Entre montañas de libros con sus investigaciones sobre cada departamento (provincia) del país y papeles escritos a máquina, Barrios Pintos evoca los atardeceres contemplados desde las canteras de la Facultad de Ingeniería. “Es un rito que vale la pena y es gratis. La gente va a comer bizcochos y tomar mate, ven la caída del sol y se van. Es un momento precioso”, dijo.
         Sabe que estos tiempos no son los suyos, pero le parece bien. La nostalgia lo lleva al bar Sorocabana o al Café Brasilero, donde el parroquiano Eduardo Galeano garabateaba como en su living. “Eran verdaderas tertulias tradicionales, no contaminadas por el vaho culinario”.
            Barrios Pintos coincide con el músico Cabrera en que Montevideo es verde.

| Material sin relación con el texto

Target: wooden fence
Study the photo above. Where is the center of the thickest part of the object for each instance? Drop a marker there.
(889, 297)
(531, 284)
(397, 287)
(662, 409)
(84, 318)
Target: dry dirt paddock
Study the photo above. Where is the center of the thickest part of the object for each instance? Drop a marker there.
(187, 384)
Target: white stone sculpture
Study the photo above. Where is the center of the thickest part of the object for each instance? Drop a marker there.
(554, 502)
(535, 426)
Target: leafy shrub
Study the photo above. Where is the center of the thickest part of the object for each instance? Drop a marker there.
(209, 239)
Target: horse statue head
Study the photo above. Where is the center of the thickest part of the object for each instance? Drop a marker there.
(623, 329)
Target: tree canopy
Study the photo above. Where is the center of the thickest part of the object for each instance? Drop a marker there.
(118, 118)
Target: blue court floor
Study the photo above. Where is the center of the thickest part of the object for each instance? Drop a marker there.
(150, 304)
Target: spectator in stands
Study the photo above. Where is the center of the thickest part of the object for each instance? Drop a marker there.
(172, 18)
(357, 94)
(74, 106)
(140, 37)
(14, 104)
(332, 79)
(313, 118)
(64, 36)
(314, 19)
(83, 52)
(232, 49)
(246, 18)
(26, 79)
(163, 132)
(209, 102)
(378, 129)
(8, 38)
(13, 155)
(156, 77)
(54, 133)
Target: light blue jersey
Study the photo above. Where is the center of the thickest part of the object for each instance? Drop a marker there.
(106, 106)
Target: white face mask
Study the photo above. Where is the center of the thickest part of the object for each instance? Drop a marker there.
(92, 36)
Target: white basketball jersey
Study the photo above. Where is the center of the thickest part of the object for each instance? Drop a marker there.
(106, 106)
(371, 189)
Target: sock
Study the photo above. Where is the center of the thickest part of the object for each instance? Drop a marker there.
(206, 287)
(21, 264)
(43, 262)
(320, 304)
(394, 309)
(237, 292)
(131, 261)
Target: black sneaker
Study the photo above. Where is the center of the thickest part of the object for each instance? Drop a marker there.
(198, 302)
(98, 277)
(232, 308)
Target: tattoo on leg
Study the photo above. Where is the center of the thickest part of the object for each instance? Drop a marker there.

Destaca sus “remansos de paz” que fueron pergeñados por técnicos franceses a fines del siglo XIX y principios del XX. Tentado por el oficio, apunta que Charles Tahys pensó el Parque Rodó y el Parque Batlle, en honor al ex presidente colorado y progresista (cuando la izquierda, toda una rareza, todavía no se había adueñado del término). “En el Prado, diseñado por Lasseaux, está el museo y el Jardín Botánico, en el que Charles Racine reunió en 1902 miles de especies de plantas llegadas de los más remotos países”.
          Ni a Delgado, ni a Cabrera o Barrios Pintos les sorprende que Montevideo encabece la edición 2009 del ránking de calidad de vida entre las ciudades sudamericanas para Mercer Human Resources, o que sea la segunda detrás de San Juan de Puerto Rico en toda Latinoamérica. En la mañana del 1 de marzo, día que asumió el presidente José Mujica, el mandatario colombiano Álvaro Uribe salió a correr solo, sin custodia, por la rambla montevideana. Quizá en esas cosas se fije la consultora suiza.
         La sencillez de sus pobladores, el don de gentes de buenas costumbres y los taxistas parlanchines son medias verdades que invitan a comprobarse in situ.